Plage de Noordwijk - 1908
Max Liebermann



« Erika a vraiment existé », écrit Kulisiewicz. C’était la fille adolescente d’un officier SS de haut rang ; « Elle se tenait au milieu du camp, son uniforme du Bund Deutscher Mädel repassé à la perfection, et regardait, inexpressive, nous autres, les prisonniers, qui revenions du travail en portant les cadavres de nos camarades morts. » Kulisiewicz a tiré la mélodie de cette chanson d’une marche populaire tchèque, U našich kasáren (« A notre caserne »), écrite par Karel Vacek en 1938 à l’occasion de la mobilisation générale avant l’annexion de la Tchécoslovaquie par Hitler :
Le vers final d’“Erika” (répété), quant à lui, est une parodie sarcastique d’une chanson nazie homonyme, écrite par le « roi des marches » allemand, Herms Niel. [trad./ad. RV]



Dialogue Maïeutique

« Erika ? », dit Lucien l’âne, on dirait un prénom de femme ou de fille d’un pays du Nord.
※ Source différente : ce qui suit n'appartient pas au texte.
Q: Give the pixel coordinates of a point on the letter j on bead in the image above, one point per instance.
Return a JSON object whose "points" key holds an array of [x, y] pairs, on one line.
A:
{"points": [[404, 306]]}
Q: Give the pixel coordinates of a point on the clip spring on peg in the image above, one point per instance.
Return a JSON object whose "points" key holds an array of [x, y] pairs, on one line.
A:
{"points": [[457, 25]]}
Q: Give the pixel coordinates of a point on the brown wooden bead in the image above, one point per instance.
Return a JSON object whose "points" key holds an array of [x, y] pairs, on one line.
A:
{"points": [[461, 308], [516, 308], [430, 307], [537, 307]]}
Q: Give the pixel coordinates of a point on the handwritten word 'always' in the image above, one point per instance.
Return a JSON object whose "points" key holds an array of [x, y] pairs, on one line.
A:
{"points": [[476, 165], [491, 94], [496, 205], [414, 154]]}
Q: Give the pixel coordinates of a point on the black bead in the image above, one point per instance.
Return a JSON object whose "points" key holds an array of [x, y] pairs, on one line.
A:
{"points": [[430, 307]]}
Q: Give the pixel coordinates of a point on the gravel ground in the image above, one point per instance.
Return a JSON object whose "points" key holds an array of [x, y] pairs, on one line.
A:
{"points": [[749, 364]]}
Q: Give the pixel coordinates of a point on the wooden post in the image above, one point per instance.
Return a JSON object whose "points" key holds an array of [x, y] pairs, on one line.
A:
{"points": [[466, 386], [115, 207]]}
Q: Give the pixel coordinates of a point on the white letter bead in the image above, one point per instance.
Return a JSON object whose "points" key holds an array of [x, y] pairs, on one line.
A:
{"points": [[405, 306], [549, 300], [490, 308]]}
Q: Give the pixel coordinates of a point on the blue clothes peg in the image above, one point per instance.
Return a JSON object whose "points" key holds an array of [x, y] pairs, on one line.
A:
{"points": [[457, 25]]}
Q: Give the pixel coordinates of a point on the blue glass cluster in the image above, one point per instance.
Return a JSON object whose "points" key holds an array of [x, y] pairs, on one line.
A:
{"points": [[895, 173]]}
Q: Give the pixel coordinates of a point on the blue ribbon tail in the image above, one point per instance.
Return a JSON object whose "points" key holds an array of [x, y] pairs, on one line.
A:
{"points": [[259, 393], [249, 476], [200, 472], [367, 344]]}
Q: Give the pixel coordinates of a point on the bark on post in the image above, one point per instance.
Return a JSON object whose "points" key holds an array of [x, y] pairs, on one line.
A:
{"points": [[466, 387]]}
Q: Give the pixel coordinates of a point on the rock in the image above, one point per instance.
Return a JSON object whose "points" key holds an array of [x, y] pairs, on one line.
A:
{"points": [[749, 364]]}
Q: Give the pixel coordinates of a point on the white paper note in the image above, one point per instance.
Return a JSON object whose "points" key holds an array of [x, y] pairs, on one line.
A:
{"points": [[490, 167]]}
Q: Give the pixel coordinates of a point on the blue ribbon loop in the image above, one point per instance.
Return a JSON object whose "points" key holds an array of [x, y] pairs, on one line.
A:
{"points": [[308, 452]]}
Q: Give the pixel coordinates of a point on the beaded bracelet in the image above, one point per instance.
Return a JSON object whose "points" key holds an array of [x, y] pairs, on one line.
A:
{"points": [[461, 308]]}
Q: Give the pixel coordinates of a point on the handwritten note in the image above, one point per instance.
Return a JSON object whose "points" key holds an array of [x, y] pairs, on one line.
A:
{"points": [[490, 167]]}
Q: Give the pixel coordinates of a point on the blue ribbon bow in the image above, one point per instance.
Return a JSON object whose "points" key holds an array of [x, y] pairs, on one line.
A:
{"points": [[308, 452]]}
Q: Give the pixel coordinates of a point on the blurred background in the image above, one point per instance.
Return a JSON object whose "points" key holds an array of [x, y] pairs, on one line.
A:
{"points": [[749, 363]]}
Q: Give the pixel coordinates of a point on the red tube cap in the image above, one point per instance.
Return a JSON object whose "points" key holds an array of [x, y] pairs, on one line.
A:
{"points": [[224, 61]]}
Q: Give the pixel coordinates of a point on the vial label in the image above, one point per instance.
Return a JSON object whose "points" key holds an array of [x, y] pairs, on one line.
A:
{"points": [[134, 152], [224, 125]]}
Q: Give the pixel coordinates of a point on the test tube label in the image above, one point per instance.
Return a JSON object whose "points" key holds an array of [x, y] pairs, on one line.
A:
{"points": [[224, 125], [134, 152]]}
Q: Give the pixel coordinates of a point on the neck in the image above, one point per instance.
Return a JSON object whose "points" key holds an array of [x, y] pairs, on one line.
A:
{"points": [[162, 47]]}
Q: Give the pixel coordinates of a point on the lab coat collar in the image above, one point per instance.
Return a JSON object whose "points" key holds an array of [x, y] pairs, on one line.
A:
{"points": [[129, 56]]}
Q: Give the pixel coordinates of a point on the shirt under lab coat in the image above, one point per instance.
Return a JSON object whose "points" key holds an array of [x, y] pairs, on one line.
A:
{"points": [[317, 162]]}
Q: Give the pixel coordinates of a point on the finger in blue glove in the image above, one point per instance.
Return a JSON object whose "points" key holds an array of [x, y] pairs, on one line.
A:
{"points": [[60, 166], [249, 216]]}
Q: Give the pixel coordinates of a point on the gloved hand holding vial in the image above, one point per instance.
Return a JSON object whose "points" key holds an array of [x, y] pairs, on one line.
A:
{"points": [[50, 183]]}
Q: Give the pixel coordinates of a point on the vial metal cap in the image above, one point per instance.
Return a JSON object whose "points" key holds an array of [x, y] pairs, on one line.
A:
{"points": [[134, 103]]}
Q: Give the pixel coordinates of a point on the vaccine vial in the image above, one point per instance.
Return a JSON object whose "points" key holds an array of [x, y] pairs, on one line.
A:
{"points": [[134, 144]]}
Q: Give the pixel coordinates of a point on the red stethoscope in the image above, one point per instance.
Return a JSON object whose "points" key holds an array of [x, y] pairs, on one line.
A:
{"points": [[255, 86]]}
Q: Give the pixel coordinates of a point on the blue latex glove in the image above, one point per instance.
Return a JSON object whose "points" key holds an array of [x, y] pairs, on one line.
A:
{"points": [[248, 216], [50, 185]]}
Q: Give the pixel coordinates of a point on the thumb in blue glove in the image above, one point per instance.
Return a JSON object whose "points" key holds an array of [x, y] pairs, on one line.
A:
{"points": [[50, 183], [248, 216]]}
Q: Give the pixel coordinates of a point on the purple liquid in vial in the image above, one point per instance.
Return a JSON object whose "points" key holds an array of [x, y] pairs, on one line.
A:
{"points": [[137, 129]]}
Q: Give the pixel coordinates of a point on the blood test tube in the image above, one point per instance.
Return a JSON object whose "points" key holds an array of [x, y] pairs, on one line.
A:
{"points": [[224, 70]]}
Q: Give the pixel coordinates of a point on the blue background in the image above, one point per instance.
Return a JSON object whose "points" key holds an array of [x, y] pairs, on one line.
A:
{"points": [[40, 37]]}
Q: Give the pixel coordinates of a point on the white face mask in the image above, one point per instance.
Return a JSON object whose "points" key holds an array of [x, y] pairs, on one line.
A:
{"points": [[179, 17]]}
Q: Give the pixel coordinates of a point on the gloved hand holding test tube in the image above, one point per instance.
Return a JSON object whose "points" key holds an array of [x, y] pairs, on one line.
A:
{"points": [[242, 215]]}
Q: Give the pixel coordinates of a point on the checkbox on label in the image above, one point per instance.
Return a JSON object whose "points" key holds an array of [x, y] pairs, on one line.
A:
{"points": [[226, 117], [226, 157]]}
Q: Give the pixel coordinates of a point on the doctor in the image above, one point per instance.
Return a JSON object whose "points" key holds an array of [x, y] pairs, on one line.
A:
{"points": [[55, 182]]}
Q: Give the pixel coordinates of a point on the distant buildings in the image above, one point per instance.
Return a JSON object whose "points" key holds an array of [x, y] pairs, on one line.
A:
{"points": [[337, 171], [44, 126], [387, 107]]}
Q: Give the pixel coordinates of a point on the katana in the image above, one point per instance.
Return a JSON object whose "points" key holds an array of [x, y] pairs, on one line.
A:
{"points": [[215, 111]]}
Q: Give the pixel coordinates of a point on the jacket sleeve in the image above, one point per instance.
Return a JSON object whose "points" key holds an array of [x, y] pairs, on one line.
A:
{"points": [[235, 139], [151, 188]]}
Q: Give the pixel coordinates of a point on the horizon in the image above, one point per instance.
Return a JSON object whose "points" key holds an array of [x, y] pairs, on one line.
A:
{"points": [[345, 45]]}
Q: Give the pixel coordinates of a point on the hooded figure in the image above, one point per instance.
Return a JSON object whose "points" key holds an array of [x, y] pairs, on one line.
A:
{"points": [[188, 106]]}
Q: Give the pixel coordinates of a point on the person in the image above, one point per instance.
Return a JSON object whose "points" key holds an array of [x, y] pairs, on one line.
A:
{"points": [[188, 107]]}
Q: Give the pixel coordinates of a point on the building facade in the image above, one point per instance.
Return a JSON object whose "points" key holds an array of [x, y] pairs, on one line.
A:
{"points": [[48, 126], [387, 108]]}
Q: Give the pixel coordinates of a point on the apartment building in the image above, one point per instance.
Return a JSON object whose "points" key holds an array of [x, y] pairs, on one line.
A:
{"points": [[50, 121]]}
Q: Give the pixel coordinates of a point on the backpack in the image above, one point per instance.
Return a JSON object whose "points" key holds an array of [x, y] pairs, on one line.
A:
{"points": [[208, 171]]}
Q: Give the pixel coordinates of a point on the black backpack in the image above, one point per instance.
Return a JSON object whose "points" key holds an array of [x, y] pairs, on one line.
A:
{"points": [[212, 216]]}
Oui, dit Marco Valdo M.I., c’en est un. Ce fut, je te le rappelle, aussi celui d’un pétrolier (pourri) qui, en 1999, lâcha sur les côtes de Bretagne sa cargaison et en deux morceaux, sa carcasse brisée. Cela dit, ici, la chanson est intitulée du prénom d’une jeune allemande, fille d’un haut gradé de la SS, affecté au camp de Sachsenhausen ; celui où mourut en 1934 sous la torture Erich Mühsam, dont j’avais remémoré la personne dans ma chanson : Erich Mühsam, poète, anarchiste et assassiné. Erika était-elle sa vraie identité, on ne le sait, car la chanson reprenait volontairement ce titre pour parodier un chant de la Wehrmacht dans lequel une jeune fille prénommée Erika est comparée par un soldat nostalgique, loin de chez lui, à la fleur de bruyère – Erica – de la lande voisine ? Un chant de marche que les soldats de la SS entonnaient avec une enthousiaste mélancolie ; un chant que les prisonniers reconnaissaient très bien.

Voilà pour la base, dit Lucien l’âne. Je vois de quoi il s’agit : un chant de soldat sur le schéma typique de la séparation, dont Lili Marleen [Lied eines jungen Wachtpostens] est certainement la plus célèbre figure. Sans doute, est aussi une sorte d’Adèle sirupeuse.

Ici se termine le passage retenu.